1779 - the USS Bonhomme Richard, commanded by John Paul Jones and actually sinking at the time, defeated the British frigate HMS Serapis in a battle off the coast of Scotland during the American Revolutionary War. During the battle, the British commander called on Jones to
surrender and Jones replied with his now-famous quote: "I have not yet begun to fight."

1780 - British spy John Andre was captured along with papers revealing Benedict Arnold's plot to surrender West Point to the British.

1782 AD: Robert Aitken's Bible; The First English Language Bible (a King James Version without Apocrypha) to be Printed in America.

1787 - The Constitution of the United States of America - The 7 articles of the American Constitution were signed in Philadelphia in 1787 and formed the basis of the first republican government in the world. The Constitution defined the institutions of government and the powers of each institution, carefully carving out the duties of the executive, legislative and judicial branches. The Constitution also declared that it was paramount to any other law, whether federal or state, and it would override any other inconsistent law. The American Constitution served as a model for the constitutions of many nations upon attaining independence or becoming democracies. 
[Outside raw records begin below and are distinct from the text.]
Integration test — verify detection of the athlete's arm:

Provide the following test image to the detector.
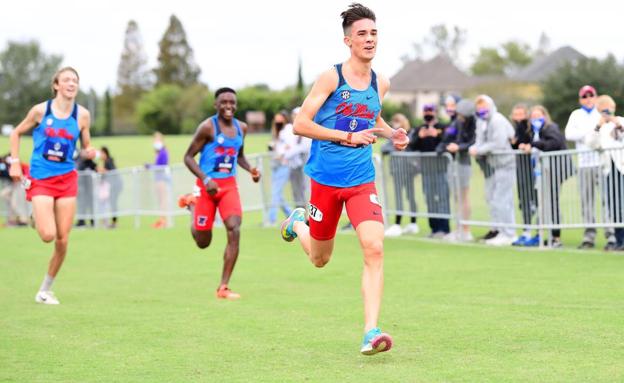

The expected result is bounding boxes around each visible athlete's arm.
[78,106,95,160]
[293,68,381,145]
[9,103,45,181]
[375,75,409,150]
[236,122,261,182]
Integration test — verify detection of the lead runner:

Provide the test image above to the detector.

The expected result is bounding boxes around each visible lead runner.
[281,3,409,355]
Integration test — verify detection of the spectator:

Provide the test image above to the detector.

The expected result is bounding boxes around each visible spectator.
[410,104,450,238]
[511,104,537,246]
[268,111,293,226]
[436,100,476,242]
[586,95,624,251]
[565,85,616,251]
[381,113,420,237]
[284,107,312,207]
[152,132,171,229]
[469,95,516,246]
[513,105,571,247]
[100,146,123,229]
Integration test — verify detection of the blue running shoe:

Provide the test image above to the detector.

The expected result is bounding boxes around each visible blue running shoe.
[360,327,392,355]
[511,234,530,246]
[524,234,539,247]
[280,207,305,242]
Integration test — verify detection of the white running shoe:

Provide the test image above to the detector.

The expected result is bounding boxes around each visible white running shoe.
[35,291,61,305]
[485,233,516,246]
[402,223,420,234]
[386,224,401,237]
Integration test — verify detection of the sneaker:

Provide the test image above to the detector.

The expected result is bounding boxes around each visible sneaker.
[511,234,531,246]
[35,291,61,305]
[360,327,392,355]
[485,233,516,246]
[178,193,197,209]
[385,224,402,237]
[402,223,420,234]
[280,207,305,242]
[524,234,540,247]
[577,240,596,250]
[217,285,240,300]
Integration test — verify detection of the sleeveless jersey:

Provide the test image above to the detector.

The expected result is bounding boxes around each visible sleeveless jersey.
[30,100,80,180]
[305,64,381,187]
[199,115,243,178]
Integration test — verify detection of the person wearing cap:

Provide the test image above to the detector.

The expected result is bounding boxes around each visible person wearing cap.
[413,104,450,239]
[469,95,516,246]
[436,100,476,242]
[565,85,616,250]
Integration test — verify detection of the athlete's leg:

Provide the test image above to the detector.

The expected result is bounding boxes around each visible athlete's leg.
[32,195,56,242]
[48,197,76,278]
[221,215,241,285]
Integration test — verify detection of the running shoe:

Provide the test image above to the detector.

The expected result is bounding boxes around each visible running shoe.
[360,327,392,355]
[280,207,305,242]
[178,193,197,209]
[35,291,61,305]
[217,285,240,300]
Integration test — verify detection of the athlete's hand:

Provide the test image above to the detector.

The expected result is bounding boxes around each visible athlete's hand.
[249,168,262,183]
[206,180,219,195]
[390,128,409,150]
[9,162,22,182]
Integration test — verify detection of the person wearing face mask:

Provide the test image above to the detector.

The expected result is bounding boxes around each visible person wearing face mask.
[436,100,476,242]
[513,105,571,248]
[267,111,292,226]
[565,85,616,251]
[585,95,624,251]
[469,95,516,246]
[411,104,450,239]
[381,113,420,237]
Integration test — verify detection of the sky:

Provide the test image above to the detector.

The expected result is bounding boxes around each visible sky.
[0,0,624,92]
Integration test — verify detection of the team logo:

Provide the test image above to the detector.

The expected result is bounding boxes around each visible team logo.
[369,194,381,206]
[308,204,323,222]
[349,119,357,130]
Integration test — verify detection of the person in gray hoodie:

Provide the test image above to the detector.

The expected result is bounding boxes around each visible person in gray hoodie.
[469,95,516,246]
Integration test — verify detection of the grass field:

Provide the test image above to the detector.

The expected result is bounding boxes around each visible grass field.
[0,224,624,382]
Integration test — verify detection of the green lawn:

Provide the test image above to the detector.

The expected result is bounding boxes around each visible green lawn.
[0,224,624,382]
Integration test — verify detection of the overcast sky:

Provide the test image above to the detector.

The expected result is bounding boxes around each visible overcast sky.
[0,0,624,92]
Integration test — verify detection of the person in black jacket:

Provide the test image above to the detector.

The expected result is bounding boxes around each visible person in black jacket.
[518,105,571,247]
[410,104,450,238]
[436,100,476,242]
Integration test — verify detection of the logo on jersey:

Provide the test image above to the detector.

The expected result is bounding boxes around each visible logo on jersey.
[308,204,323,222]
[349,119,357,130]
[336,102,375,119]
[369,194,381,206]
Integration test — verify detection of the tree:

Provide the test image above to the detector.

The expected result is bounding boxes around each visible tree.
[0,41,63,125]
[154,15,201,87]
[542,55,624,128]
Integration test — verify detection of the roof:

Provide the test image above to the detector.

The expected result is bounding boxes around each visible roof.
[512,46,586,82]
[390,55,472,92]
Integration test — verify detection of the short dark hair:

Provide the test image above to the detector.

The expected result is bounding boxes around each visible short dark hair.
[215,86,236,98]
[340,3,377,35]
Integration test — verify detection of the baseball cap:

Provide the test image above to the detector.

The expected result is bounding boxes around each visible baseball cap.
[579,85,597,97]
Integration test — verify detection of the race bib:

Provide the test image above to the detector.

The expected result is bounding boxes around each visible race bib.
[43,139,69,162]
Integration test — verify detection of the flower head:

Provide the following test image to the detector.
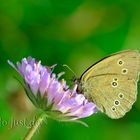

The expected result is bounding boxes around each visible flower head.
[8,57,96,120]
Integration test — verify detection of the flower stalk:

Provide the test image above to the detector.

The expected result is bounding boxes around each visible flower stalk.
[23,113,47,140]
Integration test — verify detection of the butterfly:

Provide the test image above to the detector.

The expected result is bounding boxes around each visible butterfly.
[78,50,140,119]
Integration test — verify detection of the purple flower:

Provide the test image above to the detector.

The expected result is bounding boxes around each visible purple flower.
[8,57,96,120]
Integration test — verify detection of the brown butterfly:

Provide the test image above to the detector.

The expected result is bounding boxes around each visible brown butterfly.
[79,50,140,119]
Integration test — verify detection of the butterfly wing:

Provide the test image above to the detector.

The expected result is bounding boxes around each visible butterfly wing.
[81,51,140,119]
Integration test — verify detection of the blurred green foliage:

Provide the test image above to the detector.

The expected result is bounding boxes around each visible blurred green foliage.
[0,0,140,140]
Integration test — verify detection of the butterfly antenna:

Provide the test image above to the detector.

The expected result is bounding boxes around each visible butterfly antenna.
[62,64,77,77]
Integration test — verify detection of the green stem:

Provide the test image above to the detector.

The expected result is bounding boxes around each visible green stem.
[23,113,47,140]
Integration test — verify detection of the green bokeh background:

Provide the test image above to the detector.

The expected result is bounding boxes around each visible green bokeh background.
[0,0,140,140]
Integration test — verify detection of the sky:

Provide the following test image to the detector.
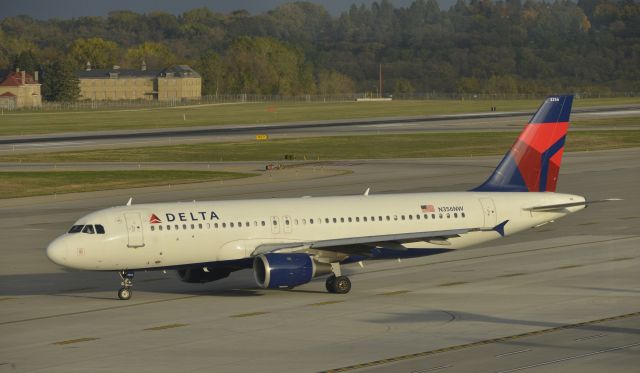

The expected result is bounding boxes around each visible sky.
[0,0,452,19]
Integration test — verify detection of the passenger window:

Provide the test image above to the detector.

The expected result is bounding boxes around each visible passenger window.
[69,225,84,233]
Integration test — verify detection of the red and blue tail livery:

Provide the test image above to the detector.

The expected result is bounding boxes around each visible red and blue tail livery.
[474,95,573,192]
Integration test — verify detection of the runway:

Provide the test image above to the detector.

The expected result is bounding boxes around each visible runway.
[0,149,640,372]
[0,105,640,154]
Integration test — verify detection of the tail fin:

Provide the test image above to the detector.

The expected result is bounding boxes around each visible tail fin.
[474,96,573,192]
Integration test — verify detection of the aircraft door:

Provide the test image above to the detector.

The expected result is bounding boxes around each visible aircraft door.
[271,216,280,233]
[124,212,144,247]
[282,215,293,233]
[480,198,498,228]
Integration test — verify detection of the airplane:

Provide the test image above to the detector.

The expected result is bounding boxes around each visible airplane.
[46,95,612,300]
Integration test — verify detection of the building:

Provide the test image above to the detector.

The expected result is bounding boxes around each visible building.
[0,69,42,109]
[78,63,202,101]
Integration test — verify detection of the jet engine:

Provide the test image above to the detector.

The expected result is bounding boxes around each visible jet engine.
[178,268,232,284]
[253,253,331,289]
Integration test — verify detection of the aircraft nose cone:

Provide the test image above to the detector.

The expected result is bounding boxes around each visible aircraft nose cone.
[47,238,67,265]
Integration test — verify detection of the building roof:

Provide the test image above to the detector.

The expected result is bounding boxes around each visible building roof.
[77,65,200,79]
[160,65,200,78]
[0,71,40,87]
[77,69,160,79]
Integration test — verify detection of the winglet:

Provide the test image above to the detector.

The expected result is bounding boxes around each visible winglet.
[492,220,509,237]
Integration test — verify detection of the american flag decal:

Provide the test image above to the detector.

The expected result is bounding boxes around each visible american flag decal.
[420,205,436,212]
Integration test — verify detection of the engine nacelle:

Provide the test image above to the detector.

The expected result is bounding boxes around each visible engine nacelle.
[177,268,232,284]
[253,253,331,289]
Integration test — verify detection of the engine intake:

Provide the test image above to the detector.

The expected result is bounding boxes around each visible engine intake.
[178,268,232,284]
[253,253,331,289]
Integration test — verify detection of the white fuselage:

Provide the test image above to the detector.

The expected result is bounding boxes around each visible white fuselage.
[47,192,584,271]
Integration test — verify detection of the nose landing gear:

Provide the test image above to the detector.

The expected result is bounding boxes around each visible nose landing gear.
[118,271,134,300]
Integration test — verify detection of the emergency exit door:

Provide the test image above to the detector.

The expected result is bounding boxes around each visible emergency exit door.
[124,212,144,247]
[480,198,498,228]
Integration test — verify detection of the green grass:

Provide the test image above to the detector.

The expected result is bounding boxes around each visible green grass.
[0,130,640,163]
[0,170,253,198]
[0,98,640,136]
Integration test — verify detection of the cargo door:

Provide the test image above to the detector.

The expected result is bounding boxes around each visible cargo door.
[282,215,293,233]
[124,212,144,247]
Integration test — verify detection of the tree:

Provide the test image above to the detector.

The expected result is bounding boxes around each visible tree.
[318,70,356,95]
[69,38,118,69]
[195,51,225,96]
[42,58,80,102]
[125,42,177,69]
[11,50,40,72]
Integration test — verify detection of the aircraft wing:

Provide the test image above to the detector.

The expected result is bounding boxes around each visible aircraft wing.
[252,228,476,256]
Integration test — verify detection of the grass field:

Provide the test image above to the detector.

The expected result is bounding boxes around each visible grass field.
[0,170,253,198]
[0,130,640,163]
[0,98,640,136]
1787-Caspar Wistar and Timothy Matlack inform the American Philosophical Society of Philadelphia that they have discovered a "giant's bone" in New Jersey. (The bone probably belongs to a dinosaur.) 

1788: Through the Operation of Penal Law, A Country Is Formed - Sydney was the site of the first British settlement on Australia, which had been designated as a prime location as a British penal colony. For fifty years, Britain sent its worst men, who were quickly chained into work gangs and put to building roads and bridges. By 1821, there were 30,000 British settlers in the British commonwealth, of which 75% were convicts. 
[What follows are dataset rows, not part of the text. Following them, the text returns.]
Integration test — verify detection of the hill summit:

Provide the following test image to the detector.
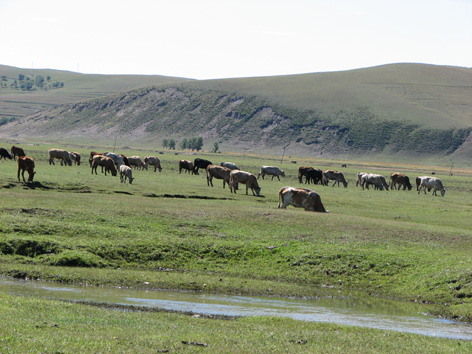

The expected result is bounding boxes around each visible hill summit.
[0,64,472,159]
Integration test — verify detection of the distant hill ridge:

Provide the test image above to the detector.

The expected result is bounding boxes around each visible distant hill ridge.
[0,64,472,159]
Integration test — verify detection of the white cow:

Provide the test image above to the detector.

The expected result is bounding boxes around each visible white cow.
[48,149,72,166]
[103,152,125,170]
[128,156,147,170]
[229,170,261,196]
[278,187,329,213]
[418,176,446,197]
[220,162,239,170]
[257,166,285,181]
[144,156,162,172]
[120,165,134,184]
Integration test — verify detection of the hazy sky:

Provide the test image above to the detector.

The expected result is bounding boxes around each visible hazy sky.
[0,0,472,79]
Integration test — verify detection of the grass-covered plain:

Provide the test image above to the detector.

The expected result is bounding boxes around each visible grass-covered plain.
[0,146,472,352]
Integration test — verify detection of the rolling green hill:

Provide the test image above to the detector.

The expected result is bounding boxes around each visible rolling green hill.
[0,64,472,161]
[0,65,190,119]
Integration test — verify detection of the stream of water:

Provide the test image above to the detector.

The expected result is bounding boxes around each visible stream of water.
[0,277,472,340]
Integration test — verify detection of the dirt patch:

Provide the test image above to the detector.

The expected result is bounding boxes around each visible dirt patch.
[143,193,233,200]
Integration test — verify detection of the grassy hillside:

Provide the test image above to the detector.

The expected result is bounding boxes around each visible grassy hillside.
[0,64,472,161]
[0,65,189,119]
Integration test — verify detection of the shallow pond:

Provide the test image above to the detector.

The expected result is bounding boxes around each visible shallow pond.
[0,277,472,340]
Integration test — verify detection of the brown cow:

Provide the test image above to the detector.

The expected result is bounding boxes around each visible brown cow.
[278,187,329,213]
[179,160,195,174]
[18,156,36,183]
[92,155,117,176]
[69,152,80,166]
[144,156,162,172]
[298,166,313,183]
[207,165,236,188]
[323,170,347,188]
[229,170,261,196]
[89,151,103,167]
[10,145,26,158]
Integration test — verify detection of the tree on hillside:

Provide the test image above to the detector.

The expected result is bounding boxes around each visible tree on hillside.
[179,138,188,150]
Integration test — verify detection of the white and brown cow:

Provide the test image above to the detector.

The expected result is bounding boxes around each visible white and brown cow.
[390,172,412,191]
[179,160,195,174]
[257,166,285,181]
[207,165,231,188]
[278,187,329,213]
[48,149,72,166]
[17,156,36,183]
[144,156,162,172]
[418,176,446,197]
[120,165,134,184]
[229,170,261,196]
[69,151,80,166]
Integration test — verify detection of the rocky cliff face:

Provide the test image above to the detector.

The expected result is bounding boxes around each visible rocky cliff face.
[0,85,472,156]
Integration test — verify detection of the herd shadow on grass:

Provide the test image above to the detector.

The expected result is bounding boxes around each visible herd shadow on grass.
[1,181,234,200]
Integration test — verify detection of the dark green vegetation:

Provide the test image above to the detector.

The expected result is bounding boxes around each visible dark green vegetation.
[0,145,472,353]
[0,64,472,163]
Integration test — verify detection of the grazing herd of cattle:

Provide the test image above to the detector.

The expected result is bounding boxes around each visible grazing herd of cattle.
[0,146,446,212]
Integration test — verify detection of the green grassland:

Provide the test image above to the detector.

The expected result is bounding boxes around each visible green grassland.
[0,145,472,353]
[0,65,192,119]
[0,64,472,162]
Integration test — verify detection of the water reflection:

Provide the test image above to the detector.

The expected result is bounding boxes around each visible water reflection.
[0,277,472,340]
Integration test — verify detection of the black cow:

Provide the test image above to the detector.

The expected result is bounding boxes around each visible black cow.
[305,168,323,184]
[193,157,213,175]
[0,148,13,160]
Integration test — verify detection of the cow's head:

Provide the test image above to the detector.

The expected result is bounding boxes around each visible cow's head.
[28,169,36,182]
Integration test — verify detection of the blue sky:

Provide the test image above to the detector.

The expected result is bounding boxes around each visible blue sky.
[0,0,472,79]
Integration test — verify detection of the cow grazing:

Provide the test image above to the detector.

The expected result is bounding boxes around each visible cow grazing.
[278,187,329,213]
[10,145,26,159]
[229,170,261,196]
[179,160,195,174]
[305,168,323,184]
[357,172,388,191]
[323,170,347,188]
[118,154,131,167]
[390,172,413,191]
[17,156,36,183]
[207,165,232,189]
[418,176,446,197]
[193,157,213,175]
[298,166,314,183]
[220,162,239,170]
[89,151,103,167]
[92,155,116,176]
[356,172,368,189]
[416,176,431,192]
[257,166,285,181]
[127,156,147,170]
[0,148,13,160]
[144,156,162,172]
[103,152,125,170]
[69,152,80,166]
[48,149,72,166]
[120,165,134,184]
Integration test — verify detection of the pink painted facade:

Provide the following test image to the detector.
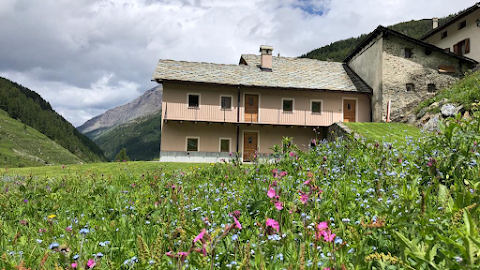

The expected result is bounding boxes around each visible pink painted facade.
[162,82,370,127]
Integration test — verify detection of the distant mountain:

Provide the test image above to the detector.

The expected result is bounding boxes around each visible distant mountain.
[78,86,162,135]
[0,77,106,162]
[0,110,82,168]
[78,86,163,160]
[301,15,454,62]
[85,112,160,160]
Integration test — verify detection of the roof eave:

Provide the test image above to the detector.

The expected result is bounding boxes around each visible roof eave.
[155,79,372,94]
[343,25,478,64]
[420,3,480,41]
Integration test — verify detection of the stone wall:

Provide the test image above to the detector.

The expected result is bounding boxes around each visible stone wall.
[382,36,466,121]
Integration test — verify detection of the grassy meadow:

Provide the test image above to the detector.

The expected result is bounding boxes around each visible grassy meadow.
[0,116,480,270]
[0,110,82,168]
[344,122,427,146]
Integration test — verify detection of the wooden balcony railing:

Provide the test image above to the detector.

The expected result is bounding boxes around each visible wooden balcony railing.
[163,102,341,126]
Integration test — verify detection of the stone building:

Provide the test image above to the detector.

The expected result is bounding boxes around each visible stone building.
[344,26,478,121]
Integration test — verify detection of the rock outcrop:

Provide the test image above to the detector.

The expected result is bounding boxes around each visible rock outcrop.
[77,86,163,133]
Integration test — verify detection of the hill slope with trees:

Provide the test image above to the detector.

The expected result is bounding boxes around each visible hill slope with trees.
[301,15,454,62]
[85,113,160,160]
[0,110,82,168]
[0,77,106,162]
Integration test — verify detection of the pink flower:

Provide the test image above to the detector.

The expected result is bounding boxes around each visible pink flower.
[267,188,277,198]
[267,218,280,233]
[193,229,206,243]
[300,193,308,204]
[233,216,242,230]
[320,230,336,242]
[87,259,96,269]
[275,201,283,210]
[317,221,328,231]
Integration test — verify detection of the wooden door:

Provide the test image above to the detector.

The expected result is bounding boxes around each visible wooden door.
[245,95,258,122]
[343,99,357,122]
[243,132,258,161]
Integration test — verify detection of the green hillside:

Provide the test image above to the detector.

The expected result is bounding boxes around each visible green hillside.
[0,110,82,168]
[85,114,160,160]
[0,77,105,162]
[301,15,453,62]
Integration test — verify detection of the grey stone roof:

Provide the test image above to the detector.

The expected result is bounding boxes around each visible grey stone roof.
[153,54,372,93]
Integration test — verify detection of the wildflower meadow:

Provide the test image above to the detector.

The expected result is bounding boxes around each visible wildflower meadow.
[0,115,480,269]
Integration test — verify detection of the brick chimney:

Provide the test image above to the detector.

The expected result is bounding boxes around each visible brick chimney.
[432,18,438,29]
[260,45,273,71]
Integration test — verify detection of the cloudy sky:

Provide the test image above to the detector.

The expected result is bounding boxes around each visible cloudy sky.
[0,0,476,126]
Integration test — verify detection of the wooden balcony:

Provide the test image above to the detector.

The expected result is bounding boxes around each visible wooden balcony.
[162,102,342,126]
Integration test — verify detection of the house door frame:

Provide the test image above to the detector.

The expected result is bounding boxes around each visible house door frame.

1788-Juan-Bautista Bru mounts the first relatively accurate fossil reconstruction of an extinct animal from South America. Georges Cuvier classifies it as a giant sloth. 

1789 - George Washington becomes the president of the United States, he proclaims the first national Thanksgivings Day in the same year. 

1789 - Thomas Jefferson was appointed America's first secretary of state.

1789-The French Revolution begins.

1789 - the first U.S. Congress adopted 12 amendments to the country's new Constitution. Ten of those amendments were ratified, and became known as "The Bill of Rights."

1789 - Congress passed the First Judiciary Act, which provided for an Attorney General and a Supreme Court.

1791 AD: Isaac Collins and Isaiah Thomas Respectively Produce the First Family Bible and First Illustrated Bible Printed in America. Both were King James Versions, with All 80 Books.

1791 - The American Bill of Rights - With the ink barely dry on the Constitution (signed only four years earlier), American statesmen amended their supreme law by declaring the rights of free speech, freedom of the press and of religion, a right to trial by one's peers (jury), and protection against "cruel and unusual punishment" or unreasonable searches or seizures. The ten amendments of Bill of Rights became known as the First to Tenth Amendment (s) respectively. The Bill of Rights influenced many modern charters or bills of rights around the world. 

1795-James Hutton overturns the "Neptunian" view of rock formation in his Theory of the Earth, suggesting instead that forces of rock creation are balanced by forces of rock destruction.

1797 John Adams becomes the second president of the United States

1799-Faujas publishes a description of the Maastricht animal, a spectacular Mosasaur found in chalk quarries in the Netherlands. 

1799 - Charles White publishes An Account of the Regular Gradation in Man, and in Different Animals and Vegetables, a treatise on the great chain of being, showing people of color at the bottom of the human chain.

1800 - Trees planted by pioneer John Capman, known as Johnny Appleseed, begins bearing fruit.